Закусывать не стали — зажевали нахлынувшими воспоминаниями.
— А ведь я, Казимирыч, по долгу службы, присутствовал при сем, как вычурно выражаются англичане, перформансе.
— Каком перформансе? О чем ты?
— О мероприятии, состоявшемся в ночь на 1 ноября прошлого года. Когда тело Сталина из Мавзолея вынесли и закопали рядышком, по-тихому.
— Ты же знаешь, Володя, я никогда не был ни оголтелым, ни пассивным сталинистом.
— Аналогично. Хотя в последнее время очень многие отчего-то пытаются прицепить на меня именно такой ярлык. Извини, я перебил.
— Тем не менее, как по мне, так негоже это — покойников туда-сюда волочить.
— Полностью согласен. Тем паче что труп, что мумия, что картина или фотография, — это ведь не человек, а лишь изображение. А сам Сталин никуда не растворился, никуда не делся. Неважно, в Мавзолее он лежит, у Кремлевской стены или еще где. Ты ведь, Казимирыч, лучше меня знаешь, что даже и Ленин — он ведь тоже просто человек был. И к нему точно так же предостаточно вопросов имеется. Так ли в конечном итоге всё у нас устроилось, как Ильич хотел, не так ли? В слезах он помирал? В счастье? Или, напротив, в муках совести? Кто теперь может сказать наверняка?
— Никто, — подтвердил Гиль.
— В том-то и беда. У каждого из нас лишь крохотный, индивидуальный кусочек правды: у палачей он один, у жертв другой, у случайно мимо проходивших — третий, у беспристрастных исследователей — четвертый. И едва ли эти кусочки сложатся в единую мозаику. Так и будет существовать в этом мире бесконечное множество правд. Аки, если верить астрономам, миров во Вселенной. Притом что и у всякого астронома, заметь, тоже своя, отличная от сотоварищей по телескопу, правда имеется…
— Алло! Слушаю!
— Доброй ночи, Аллочка. Надеюсь, я тебя не разбудил?

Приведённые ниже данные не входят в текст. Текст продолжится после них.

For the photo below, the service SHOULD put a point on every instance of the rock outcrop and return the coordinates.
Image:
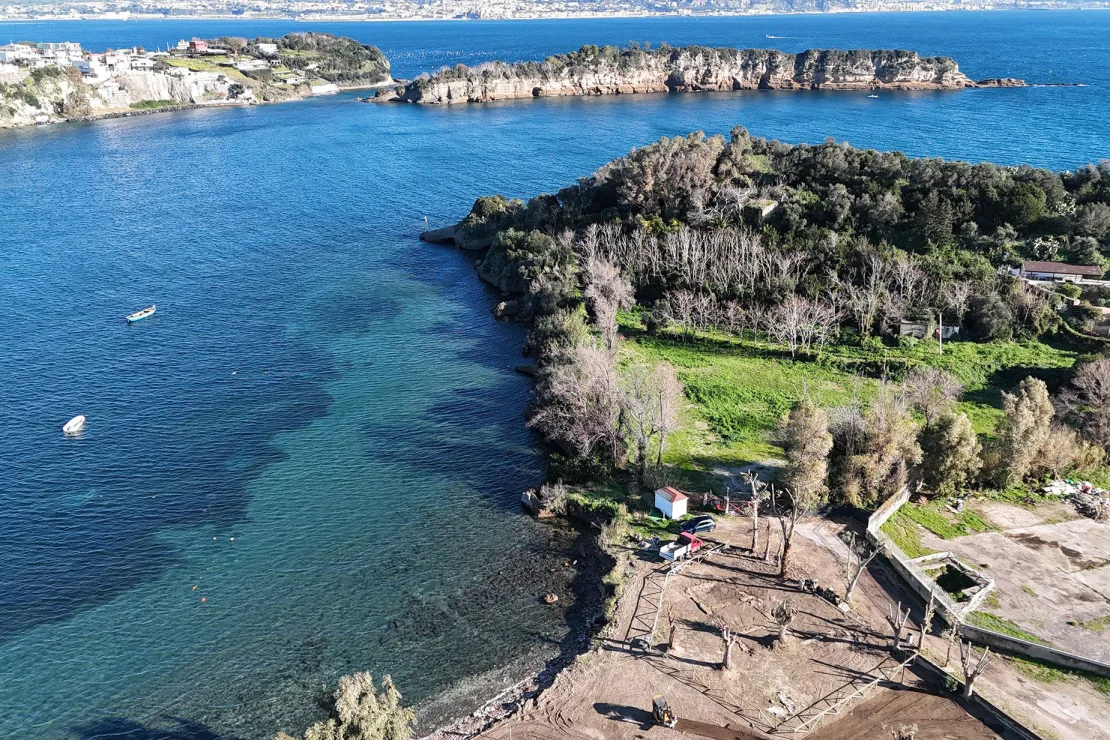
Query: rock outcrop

— И не надейся. Разумеется, разбудил. Или, быть может, ты самонадеянно посчитал, что я всю ночь стану дождаться, когда ты соизволишь объявиться?
— Ради бога, прости. Я тут своих московских друзей, еще по старой журналистской работе, случайно встретил. И они уговорили меня заночевать у них — пополуночничать, юность былую повспоминать. Ты на меня не сердишься?

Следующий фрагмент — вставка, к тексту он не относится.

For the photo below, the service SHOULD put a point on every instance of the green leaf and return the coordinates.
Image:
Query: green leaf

— Вот еще глупости! Мне абсолютно безразлично, где ты ночуешь и с кем.
— Жаль. Потому что как раз мне очень многое совсем даже небезразлично.
— Да? И что же, например?
— Например, что в данный момент на тебе надето? И надето ли вообще?
— Так за чем же дело стало, товарищ журналист? Приезжай и сам посмотри. Мне теперь все равно долго не уснуть.

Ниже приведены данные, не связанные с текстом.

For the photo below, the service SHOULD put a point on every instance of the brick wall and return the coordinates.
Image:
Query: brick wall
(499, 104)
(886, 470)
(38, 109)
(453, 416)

— Я бы с радостью, но… мои друзья — они за городом живут. Боюсь, все электрички уже того. Но я клятвенно обязуюсь загладить вину.
— И каким образом?
— Какой у тебя самый любимый ресторан?
— Допустим, "Пекин".
— Тогда завтра, вернее, уже сегодня, ровно в 18:00, жду тебя в "Пекине". Отметим очень важную для меня дату.
— Это какую?
— Два дня нашего знакомства.
— Ах, Юрочка! Что ты со мной делаешь, негодный мальчишка? На тебя ведь ну совершенно невозможно сердиться.
— Тогда в 18:00 в "Пекине". И попрошу не опаздывать, готовится сюрприз.
— Что за сюрприз?
— Секрет. Все, спокойной ночи. Целую тебя. Во все скромные и не очень места.
— И я тебя тоже, Юрочка. Во все… И все-таки ты большой негодник! Мог бы, по крайней мере, раньше позвонить. Я ведь за эти часы бог знает что успела передумать!..
…Барон повесил трубку и весьма довольный состоявшимся разговором вышел из телефонной будки.